Over the millennia however, Palmyra declined as a city. Finally, in 273, after years of fighting for control of the area, the Roman Emperor Aurelian finally restored Roman control and Palmyra was besieged and sacked. It was never to recover to its former glory. Then Khaled ibn al-Walid’s Muslim Arab army seized Palmyra in 634, and its population considerably diminished.

During the Crusades in 1132, the Burids fortified the Temple of Ba’al where only villagers thrived. What was left was further distressed by the Ottomans; reduced to an oasis village with a small garrison. The once great city endured earthquakes and was blanketed by sandstorms. As the 16th century dawned, Palmyra lay buried and abandoned.

The Roman Theatre City of Bosra

The UNESCO World Heritage Site of Bosra was, at its most populous, a city of 80,000 inhabitants. Today it stands planted atop blackened basalt lava from extinct volcanoes. Its earliest settlement was marked in records from the 14th century BC, although our earliest tangible evidence dates from the 4th century BC’s Byzantinian and Arabic basalt. According to the Book of Genesis, the Amalekites lived here. They are thought to have descended from Amalek, the son of Eliphaz and his wife — a Horite woman.

In the 2nd century BC, Canaanite hordes — the Nabataeans — took Bosra. By 71 BC it was the capital of the Nabatean Kingdom. Then the Romans conquered and named it Nova Trajana Bostra. With this came huge prestige, and the city became the trading capital of the entire Arabia Petraea. By 106 AD, ‘Bostra’ was resplendent with porticoes, public baths, an imposing citadel and a magnificent theatre. In the 7th century, the Byzantines — Sassanid Persians — grasped this desirable place.

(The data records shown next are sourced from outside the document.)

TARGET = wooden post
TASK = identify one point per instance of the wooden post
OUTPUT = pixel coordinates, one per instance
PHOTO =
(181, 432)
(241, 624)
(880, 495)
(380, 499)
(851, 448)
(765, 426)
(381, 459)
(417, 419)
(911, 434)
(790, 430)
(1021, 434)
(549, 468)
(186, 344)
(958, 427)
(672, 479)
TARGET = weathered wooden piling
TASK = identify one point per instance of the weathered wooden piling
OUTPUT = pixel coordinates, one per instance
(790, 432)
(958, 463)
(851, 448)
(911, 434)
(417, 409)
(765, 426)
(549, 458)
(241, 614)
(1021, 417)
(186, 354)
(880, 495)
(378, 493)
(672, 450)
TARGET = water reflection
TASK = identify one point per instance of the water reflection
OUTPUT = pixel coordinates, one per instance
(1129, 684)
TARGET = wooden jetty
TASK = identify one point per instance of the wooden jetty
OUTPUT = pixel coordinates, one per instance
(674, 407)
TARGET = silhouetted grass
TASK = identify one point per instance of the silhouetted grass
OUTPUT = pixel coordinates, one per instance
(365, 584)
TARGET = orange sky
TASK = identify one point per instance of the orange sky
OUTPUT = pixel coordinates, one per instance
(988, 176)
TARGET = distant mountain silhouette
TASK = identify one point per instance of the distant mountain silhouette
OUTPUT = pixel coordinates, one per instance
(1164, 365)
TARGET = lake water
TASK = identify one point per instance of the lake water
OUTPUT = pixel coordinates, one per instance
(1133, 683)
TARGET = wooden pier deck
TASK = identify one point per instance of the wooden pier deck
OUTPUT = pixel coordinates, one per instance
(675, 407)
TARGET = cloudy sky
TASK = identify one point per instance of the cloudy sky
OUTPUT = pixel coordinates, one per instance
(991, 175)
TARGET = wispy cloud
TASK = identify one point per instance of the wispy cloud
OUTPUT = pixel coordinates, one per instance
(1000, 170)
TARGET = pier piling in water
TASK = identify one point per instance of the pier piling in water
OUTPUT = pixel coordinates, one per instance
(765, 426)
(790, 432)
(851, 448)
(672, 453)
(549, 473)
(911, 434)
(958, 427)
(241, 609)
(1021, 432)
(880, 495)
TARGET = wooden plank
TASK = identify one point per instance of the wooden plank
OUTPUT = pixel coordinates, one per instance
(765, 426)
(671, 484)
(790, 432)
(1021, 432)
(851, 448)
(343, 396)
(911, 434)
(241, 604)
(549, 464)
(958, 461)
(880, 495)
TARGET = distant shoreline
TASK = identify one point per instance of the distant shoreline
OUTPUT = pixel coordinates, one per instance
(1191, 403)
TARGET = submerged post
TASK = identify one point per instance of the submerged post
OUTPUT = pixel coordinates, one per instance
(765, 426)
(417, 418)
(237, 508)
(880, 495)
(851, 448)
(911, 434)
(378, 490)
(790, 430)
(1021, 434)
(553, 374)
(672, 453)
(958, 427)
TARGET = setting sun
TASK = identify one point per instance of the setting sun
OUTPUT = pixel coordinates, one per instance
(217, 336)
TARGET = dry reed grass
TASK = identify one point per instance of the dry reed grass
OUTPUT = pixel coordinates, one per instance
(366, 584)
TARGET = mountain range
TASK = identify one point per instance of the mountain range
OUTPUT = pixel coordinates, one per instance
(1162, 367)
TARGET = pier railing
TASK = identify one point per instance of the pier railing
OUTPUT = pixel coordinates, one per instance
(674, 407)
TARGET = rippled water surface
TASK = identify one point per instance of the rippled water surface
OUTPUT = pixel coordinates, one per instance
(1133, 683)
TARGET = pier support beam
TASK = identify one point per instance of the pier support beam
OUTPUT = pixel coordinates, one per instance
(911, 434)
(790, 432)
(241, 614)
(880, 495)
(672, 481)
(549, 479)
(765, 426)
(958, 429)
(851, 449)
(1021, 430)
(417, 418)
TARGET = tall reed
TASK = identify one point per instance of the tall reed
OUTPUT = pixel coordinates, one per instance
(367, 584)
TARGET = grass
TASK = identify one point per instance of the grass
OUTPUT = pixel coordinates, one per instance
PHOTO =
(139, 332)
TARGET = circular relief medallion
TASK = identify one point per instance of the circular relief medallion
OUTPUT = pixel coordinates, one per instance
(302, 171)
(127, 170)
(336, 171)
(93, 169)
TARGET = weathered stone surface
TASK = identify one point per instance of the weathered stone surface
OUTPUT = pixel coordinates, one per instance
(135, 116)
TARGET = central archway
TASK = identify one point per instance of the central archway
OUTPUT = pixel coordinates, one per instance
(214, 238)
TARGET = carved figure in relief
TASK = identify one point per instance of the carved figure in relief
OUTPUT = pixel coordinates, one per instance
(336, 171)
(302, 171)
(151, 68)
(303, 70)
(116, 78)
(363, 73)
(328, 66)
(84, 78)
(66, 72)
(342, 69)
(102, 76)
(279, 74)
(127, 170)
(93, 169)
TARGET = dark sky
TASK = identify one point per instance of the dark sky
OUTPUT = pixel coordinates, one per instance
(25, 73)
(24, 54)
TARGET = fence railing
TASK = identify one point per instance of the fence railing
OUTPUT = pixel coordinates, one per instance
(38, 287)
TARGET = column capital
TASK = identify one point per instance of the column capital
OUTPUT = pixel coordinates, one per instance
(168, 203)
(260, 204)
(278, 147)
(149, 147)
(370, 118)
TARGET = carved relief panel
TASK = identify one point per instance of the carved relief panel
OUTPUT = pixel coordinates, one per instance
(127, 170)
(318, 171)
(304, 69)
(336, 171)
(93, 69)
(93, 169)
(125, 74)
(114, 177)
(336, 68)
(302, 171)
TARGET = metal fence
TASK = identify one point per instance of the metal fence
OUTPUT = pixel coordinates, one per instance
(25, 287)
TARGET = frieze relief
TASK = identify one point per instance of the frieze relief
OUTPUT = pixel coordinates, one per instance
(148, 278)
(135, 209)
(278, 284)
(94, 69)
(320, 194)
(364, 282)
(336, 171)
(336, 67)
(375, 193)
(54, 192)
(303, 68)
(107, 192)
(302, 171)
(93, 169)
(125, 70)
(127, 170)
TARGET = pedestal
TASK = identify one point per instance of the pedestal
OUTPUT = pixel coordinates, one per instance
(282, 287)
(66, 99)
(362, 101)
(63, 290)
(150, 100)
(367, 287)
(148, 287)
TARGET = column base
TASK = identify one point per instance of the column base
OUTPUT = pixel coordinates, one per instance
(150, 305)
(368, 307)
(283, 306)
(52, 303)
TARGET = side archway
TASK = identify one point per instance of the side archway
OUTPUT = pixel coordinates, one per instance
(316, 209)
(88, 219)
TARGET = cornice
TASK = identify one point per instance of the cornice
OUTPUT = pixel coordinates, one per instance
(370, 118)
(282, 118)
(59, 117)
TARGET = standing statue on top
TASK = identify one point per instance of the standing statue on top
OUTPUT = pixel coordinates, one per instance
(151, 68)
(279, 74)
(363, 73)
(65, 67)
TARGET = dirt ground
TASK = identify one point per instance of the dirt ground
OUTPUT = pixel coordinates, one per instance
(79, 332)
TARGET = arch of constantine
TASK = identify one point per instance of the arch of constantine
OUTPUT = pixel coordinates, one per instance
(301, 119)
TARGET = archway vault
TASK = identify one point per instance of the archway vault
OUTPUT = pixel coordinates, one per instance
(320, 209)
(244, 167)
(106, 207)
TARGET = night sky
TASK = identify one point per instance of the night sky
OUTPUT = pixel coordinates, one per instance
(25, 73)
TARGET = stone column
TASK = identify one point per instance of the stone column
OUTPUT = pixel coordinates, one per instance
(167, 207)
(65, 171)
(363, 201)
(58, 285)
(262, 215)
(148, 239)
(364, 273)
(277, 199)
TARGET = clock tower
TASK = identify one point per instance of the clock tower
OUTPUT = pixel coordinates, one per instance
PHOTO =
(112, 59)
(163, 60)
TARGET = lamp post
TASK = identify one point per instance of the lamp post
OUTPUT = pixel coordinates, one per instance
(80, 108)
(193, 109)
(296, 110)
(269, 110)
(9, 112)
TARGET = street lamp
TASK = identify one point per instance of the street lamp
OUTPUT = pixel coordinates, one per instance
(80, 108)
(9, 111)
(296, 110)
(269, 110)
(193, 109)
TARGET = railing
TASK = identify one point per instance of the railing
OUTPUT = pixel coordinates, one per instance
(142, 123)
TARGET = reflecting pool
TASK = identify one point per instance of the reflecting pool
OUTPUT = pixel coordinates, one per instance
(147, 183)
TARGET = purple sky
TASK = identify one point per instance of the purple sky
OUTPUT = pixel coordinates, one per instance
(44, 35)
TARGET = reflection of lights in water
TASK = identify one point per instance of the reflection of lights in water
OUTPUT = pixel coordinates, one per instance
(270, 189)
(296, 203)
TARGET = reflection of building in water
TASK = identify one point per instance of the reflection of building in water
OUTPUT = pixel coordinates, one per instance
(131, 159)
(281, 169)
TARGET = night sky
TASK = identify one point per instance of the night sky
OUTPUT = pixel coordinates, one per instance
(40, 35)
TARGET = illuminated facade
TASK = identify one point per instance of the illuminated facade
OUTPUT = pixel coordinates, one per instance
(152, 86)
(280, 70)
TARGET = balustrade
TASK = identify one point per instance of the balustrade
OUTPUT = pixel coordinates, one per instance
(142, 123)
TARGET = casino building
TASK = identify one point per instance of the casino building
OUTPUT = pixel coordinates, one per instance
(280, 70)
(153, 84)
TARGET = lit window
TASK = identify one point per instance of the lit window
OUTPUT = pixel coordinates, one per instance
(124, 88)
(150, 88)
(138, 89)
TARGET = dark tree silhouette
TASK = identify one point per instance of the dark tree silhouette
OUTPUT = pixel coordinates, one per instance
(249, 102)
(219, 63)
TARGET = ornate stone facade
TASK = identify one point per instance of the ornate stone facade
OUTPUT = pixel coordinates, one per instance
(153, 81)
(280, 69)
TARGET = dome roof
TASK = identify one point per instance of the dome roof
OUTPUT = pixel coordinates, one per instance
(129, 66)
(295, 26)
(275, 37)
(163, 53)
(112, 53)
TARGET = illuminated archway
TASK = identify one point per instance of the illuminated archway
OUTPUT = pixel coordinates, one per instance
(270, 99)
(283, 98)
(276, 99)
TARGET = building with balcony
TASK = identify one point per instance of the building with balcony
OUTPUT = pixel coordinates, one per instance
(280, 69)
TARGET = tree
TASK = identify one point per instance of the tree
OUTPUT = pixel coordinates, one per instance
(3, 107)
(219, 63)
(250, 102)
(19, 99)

Finally, in 634, the Battle of Bosra brought Islam to the city as Rashidun Caliphates reigned supreme.

Today, Roman, Byzantine and Muslim eras are recorded in Bosra’s black basalt-built Nabatean and Roman ruins. Mosques, churches and madrasahs (places of education) are among the astoundingly preserved structures. The Al-Omari Mosque is one of Islam’s oldest surviving mosques. It was founded by Caliph Umar, leader of the Muslim conquest of Syria and completed in 721.

The Ayyubids — a Muslim dynasty of Kurdish origin — renovated and extended the Al-Omari Mosque in the 12th and 13th centuries — notably, they also fortified the Roman theatre and baths. Consequently, the 2nd century Roman theatre is the best preserved and most complete in the Middle East - its upper-gallery covered porticos attest to this. Accommodating up to 15,000 spectators, it was linked to the city’s ‘circus’ centre by a colonnaded street.

During centuries of neglect, desert storms filled most of the theatre’s voids with protective sand. Digging it out was a massive undertaking; this and other restoration absorbed the years between 1947 and 1970. Today it’s an exciting venue for actors and musicians, and it is proud host to the annual Bosra Festival.